Updated by stbuehler about 8 years ago

Target version set to 1.4.x

Actions

Copy link

Updated by atmnxw about 8 years ago

The nohup worked

Thanks a lot!

Actions

Copy link

Updated by gstrauss about 8 years ago

Excellent! Glad that works for you.

So that I might suggest a long-term solution, which modules are you using that require you to send SIGHUP to lighttpd?

Some explanation:
When lighttpd receives a SIGHUP signal, it propagates the signal to all children in its process group (including piped loggers).

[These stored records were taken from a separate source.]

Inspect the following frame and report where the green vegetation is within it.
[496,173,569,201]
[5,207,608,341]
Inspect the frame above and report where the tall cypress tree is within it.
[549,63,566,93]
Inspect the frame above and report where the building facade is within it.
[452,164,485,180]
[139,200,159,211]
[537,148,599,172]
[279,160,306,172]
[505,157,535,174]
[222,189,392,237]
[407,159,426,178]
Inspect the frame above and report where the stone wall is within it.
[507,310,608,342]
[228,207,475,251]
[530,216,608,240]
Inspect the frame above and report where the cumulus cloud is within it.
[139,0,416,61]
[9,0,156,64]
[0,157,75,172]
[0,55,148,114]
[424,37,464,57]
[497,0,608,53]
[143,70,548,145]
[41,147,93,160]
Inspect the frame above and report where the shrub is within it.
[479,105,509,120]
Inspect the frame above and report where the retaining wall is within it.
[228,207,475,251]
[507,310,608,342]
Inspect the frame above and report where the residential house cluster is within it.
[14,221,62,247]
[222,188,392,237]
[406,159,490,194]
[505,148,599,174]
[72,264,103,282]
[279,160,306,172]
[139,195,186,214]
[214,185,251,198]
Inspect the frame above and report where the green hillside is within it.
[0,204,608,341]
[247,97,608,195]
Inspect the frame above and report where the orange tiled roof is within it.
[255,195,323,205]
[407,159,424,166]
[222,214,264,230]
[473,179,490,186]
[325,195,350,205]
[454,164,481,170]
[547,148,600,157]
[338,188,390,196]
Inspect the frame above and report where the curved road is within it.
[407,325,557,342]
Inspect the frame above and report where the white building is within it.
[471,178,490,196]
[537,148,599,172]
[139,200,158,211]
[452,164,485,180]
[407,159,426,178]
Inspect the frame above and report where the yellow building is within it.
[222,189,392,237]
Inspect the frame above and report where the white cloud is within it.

I think this done so that lighttpd workers receive SIGHUP. Receipt of SIGHUP triggers module hup handlers, but lighttpd does not restart piped loggers, so those they might die and not be restarted.

@stbuehler:

The propagation of SIGHUP to the entire process group is not very graceful, as it might kill piped loggers, any CGI in progress, or any of a slew of other subprocesses. Is the propagation of SIGHUP done only so that lighttpd workers receive SIGHUP, or are there other reasons? If no other reason, then we might reduce the impact by not propagating SIGHUP unless multiple workers are configured. A more proper solution might be to keep track of lighttpd worker pids and to propagate SIGHUP only to those pids.

Separately, is there a reason that piped loggers are not restarted upon receipt of SIGHUP? In a hup handler, mod_accesslog could start a new piped logger, and if successful, close the write end of the pipe to the old piped logger.

Actions

Copy link

Updated by stbuehler about 8 years ago

gstrauss wrote:

Some explanation:
When lighttpd receives a SIGHUP signal, it propagates the signal to all children in its process group (including piped loggers). I think this done so that lighttpd workers receive SIGHUP. Receipt of SIGHUP triggers module hup handlers, but lighttpd does not restart piped loggers, so those they might die and not be restarted.

I'm just not sure what changed; the server.max-workers options is officially not supported (which would be the "forward SIGHUP to ourself" case), and otherwise it should not get forwarded.

Maybe CentOS switched to systemd in that upgrade? That might explain a different process environment. (I think the standard "daemonize" has the session leader exit, while in systemd we use the non-daemonize start, which probably makes lighttpd the session leader. If then the reload sends SIGHUP to the "negative" session leader all processes in the group will get the signal).

@stbuehler:

The propagation of SIGHUP to the entire process group is not very graceful, as it might kill piped loggers, any CGI in progress, or any of a slew of other subprocesses. Is the propagation of SIGHUP done only so that lighttpd workers receive SIGHUP, or are there other reasons? If no other reason, then we might reduce the impact by not propagating SIGHUP unless multiple workers are configured. A more proper solution might be to keep track of lighttpd worker pids and to propagate SIGHUP only to those pids.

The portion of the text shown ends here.